If the Law Mirrors Behavior, Why the Law?

Yesterday brought an interesting bit of news courtesy of the Columbian: speed limits really aren’t set by safety, or laws, but rather based on the prevailing speed that folks will drive on a section of roadway. Generally the threshold is that the speed limit is set at a level such that 15% of drivers would naturally violate the limit.

I’d love to know more about this arbitrary system of lawmaking. Part of me wonders why the county should set a numerical speed limit at all, if that limit is in fact arbitrarily determined by the natural flow of traffic. If someone is driving at an excessive or reckless speed, cite them for reckless driving, but I don’t know that 5mph over the limit on a rural road (the focus of the article) is anything to get worked up about.

And given the article’s anecdote about how increased police saturation patrols are ineffective at lowering traffic speeds, I really wonder if the enforcement of minor speed limit violations is useful at all. Or perhaps I’m still bitter about the ticket I received a few months ago, written for 60mph in a 55mph zone.

3 Comments so far

  1. george (unregistered) on April 12th, 2007 @ 9:48 am

    yea, it sounds like you are just bitter.

    would you really have preferred the much more serious charge of reckless driving?

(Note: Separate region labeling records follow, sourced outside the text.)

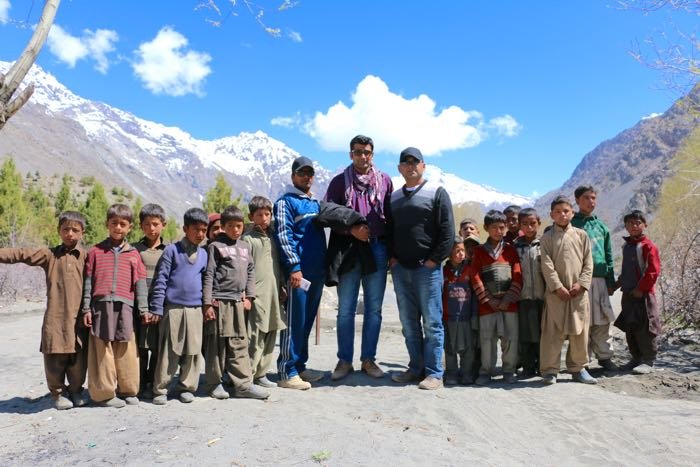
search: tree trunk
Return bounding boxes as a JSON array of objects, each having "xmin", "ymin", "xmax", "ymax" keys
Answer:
[{"xmin": 0, "ymin": 0, "xmax": 61, "ymax": 130}]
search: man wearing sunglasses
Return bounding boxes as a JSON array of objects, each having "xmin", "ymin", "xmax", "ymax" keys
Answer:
[{"xmin": 325, "ymin": 135, "xmax": 393, "ymax": 380}]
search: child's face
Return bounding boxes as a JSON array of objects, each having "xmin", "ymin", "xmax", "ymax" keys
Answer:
[
  {"xmin": 484, "ymin": 222, "xmax": 507, "ymax": 243},
  {"xmin": 107, "ymin": 216, "xmax": 131, "ymax": 243},
  {"xmin": 58, "ymin": 221, "xmax": 83, "ymax": 248},
  {"xmin": 506, "ymin": 212, "xmax": 518, "ymax": 233},
  {"xmin": 576, "ymin": 191, "xmax": 597, "ymax": 216},
  {"xmin": 141, "ymin": 216, "xmax": 165, "ymax": 243},
  {"xmin": 520, "ymin": 216, "xmax": 540, "ymax": 240},
  {"xmin": 224, "ymin": 221, "xmax": 243, "ymax": 240},
  {"xmin": 248, "ymin": 208, "xmax": 272, "ymax": 230},
  {"xmin": 450, "ymin": 242, "xmax": 467, "ymax": 264},
  {"xmin": 459, "ymin": 224, "xmax": 479, "ymax": 238},
  {"xmin": 625, "ymin": 219, "xmax": 647, "ymax": 237},
  {"xmin": 209, "ymin": 220, "xmax": 224, "ymax": 240},
  {"xmin": 182, "ymin": 222, "xmax": 207, "ymax": 245},
  {"xmin": 549, "ymin": 203, "xmax": 574, "ymax": 227}
]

    i especially don’t understand why you call the speed limits “arbitrary lawmaking”. they explain the system in the article, it does not involve rolls of the dice or whims of lawmakers, rather speed limits are set by community standards. how is this arbitrary? shouldn’t all law be grounded in community standards?

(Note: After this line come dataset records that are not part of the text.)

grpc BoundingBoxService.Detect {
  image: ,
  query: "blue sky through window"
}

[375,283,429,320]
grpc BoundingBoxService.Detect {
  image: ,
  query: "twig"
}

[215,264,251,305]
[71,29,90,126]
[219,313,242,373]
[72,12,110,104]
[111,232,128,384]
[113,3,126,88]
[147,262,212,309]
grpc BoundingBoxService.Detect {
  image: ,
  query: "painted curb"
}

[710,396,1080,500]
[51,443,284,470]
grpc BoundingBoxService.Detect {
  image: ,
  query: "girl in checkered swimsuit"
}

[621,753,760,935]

  2. Banana Lee Fishbones (unregistered) on April 12th, 2007 @ 10:24 am

    Since when is it a good idea to create laws based on community standards? To keep on the subject of traffic, lots of people run stop signs, should we get rid of them?

    Sometimes you need a law to CHANGE a community standard. It wasn’t that long ago the “standard” was to treat women as second-class citizens.

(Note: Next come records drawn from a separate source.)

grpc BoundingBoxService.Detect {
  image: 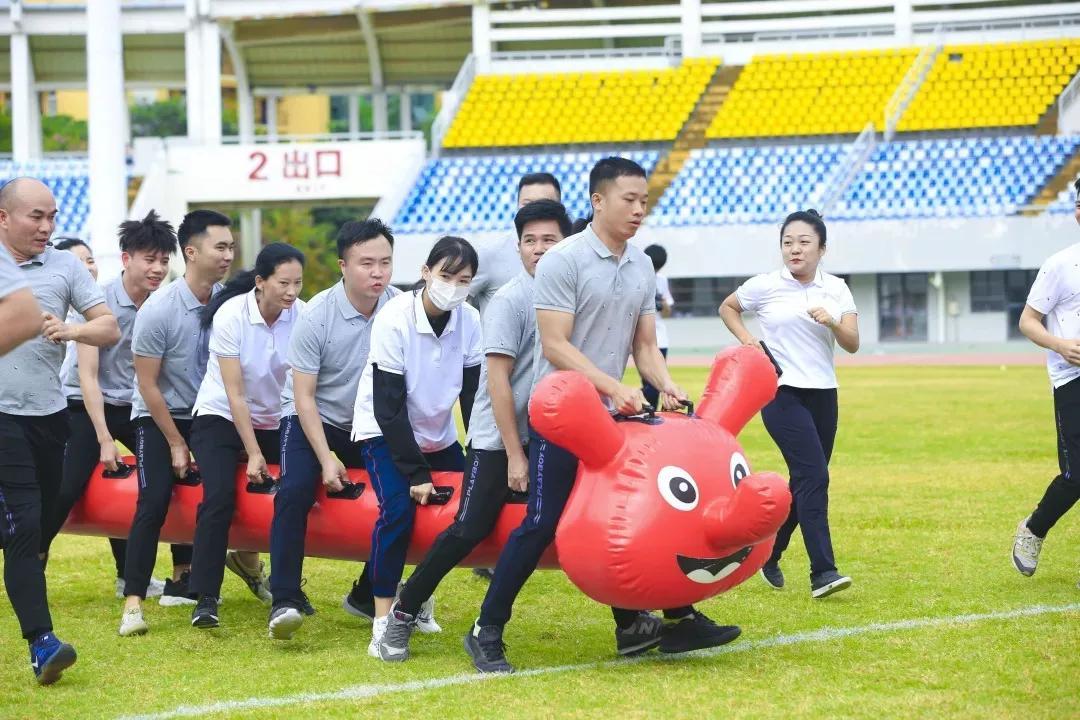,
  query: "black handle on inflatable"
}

[760,340,784,378]
[326,483,364,500]
[176,465,202,488]
[247,473,278,495]
[428,485,454,505]
[102,460,135,480]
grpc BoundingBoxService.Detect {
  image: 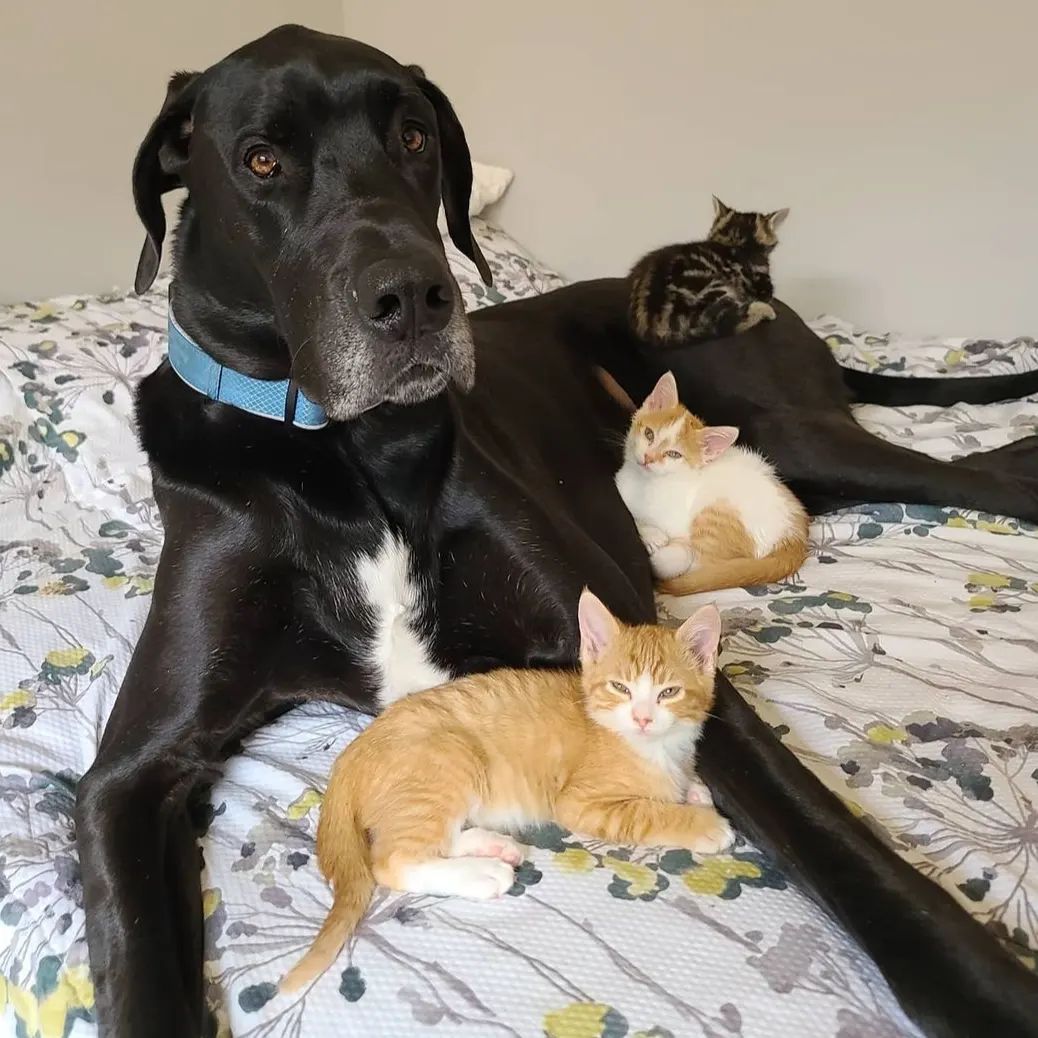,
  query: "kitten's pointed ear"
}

[641,372,678,411]
[700,426,739,461]
[678,605,720,674]
[577,588,620,663]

  3. george (unregistered) on April 12th, 2007 @ 11:52 am

    laws have been enforcing community standards since there has been law. lots of people run stop signs, but it is the community standard to stop at them. so, i don’t understand that example.

    perhaps you meant, “roll through” stop signs?

    and yes, sometimes you want to be ahead of the curve (say to protect minority rights- in the example above regarding civil rights).